# CIS-4230 Homework #3 (Gaussian Elimination)

Due: Monday, February 28, 2018

Modify the "simple" pthreads version of the Gaussian elimination program to use barriers. In the zip archive LinearEquations.zip you will find a serial version of the program and a simple pthreads version. The file linear_equations-barriers.c is a copy of the simple pthreads version. Modify this file to create the threads only once and use barriers to guide their execution as discussed in class.

Measure the speed up of your program relative to the serial version and compare it to that obtained by the simple pthreads version. Do the barriers provide any improvement? Measure the speed ups for different problem sizes running from 1000x1000 to 2000x2000 in five evenly spaced steps (1000x1000, 1200x1200, etc.). Make a graph showing speed up vs problem size for both the simple pthreads version and your barrier version.

As the problem size increases you might expect the speed up to improve since the overhead of managing the threads will be proportionally smaller as the amount of work the threads have to do increases. However, for the larger problem sizes, the matrix of coefficients will exceed the size of the processor's memory cache and memory access efficiency will decline. That will tend to make the speed up worse. What results do you see?

Information about the processors in lemuria is here. Note that lemuria contains two of these processors (and thus two processor caches).

## CIS-5230

If you are a graduate student, you should also do the following:

To improve the memory access patterns of the program, let's try a simple device. Each time the threads do a round of work they should switch directions. For example, during the first round each thread should process rows from top to bottom. Then during the next round each thread should process rows from bottom to top, and continue alternating directions from round to round. Thus the data loaded into the cache at the end of round n will be immediately available at the beginning of round n+1.

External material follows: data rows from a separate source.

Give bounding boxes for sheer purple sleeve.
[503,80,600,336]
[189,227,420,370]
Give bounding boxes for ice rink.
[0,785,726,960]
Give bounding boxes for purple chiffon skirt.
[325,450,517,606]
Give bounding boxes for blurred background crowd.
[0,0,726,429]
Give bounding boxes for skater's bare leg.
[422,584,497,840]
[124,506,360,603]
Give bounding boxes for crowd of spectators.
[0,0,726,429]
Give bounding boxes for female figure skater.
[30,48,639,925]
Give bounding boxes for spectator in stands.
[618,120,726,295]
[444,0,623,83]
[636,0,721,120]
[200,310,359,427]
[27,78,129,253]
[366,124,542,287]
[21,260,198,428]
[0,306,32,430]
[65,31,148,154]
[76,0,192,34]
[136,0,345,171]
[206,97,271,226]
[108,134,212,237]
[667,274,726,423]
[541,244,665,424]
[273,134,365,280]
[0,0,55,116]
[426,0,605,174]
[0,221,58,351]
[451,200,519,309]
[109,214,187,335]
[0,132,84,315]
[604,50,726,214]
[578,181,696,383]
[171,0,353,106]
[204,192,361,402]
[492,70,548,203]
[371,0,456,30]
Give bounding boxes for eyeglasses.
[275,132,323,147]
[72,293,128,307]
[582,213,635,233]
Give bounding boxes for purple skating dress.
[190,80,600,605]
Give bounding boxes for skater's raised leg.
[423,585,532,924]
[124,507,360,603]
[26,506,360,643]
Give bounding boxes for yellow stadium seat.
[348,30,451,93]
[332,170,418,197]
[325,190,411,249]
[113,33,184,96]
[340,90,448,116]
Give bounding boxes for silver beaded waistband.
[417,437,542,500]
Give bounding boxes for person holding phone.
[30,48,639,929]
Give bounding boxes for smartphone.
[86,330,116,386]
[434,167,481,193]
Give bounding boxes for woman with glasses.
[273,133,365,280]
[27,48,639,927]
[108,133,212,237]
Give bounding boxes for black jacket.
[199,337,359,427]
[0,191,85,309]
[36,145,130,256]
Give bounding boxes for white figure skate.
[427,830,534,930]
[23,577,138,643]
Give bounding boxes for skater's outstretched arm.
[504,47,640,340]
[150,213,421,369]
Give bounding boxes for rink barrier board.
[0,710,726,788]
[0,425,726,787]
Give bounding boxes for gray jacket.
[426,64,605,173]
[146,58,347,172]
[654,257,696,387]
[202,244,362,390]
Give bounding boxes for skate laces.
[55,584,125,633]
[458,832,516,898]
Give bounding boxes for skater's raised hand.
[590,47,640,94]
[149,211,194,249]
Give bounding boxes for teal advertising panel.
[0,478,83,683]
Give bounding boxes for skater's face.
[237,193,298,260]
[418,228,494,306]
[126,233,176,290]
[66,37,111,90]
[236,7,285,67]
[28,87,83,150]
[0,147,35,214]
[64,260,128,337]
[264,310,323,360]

Modify your barriers version of the program to use this approach and remeasure the speed ups. Do you observe any improvement? You would expect improvement, if any, to occur for the larger problem sizes where the matrix of coefficients is too large for the cache.

## Submission

Submit your modified linear_equations-barriers.c file along with the results of your timings, graphs, and associated comments in a zip archive to Moodle.

OPTIONAL: You might rerun the experiment on a cluster node to see if and how it behaves differently. Note that the cluster node processors are these.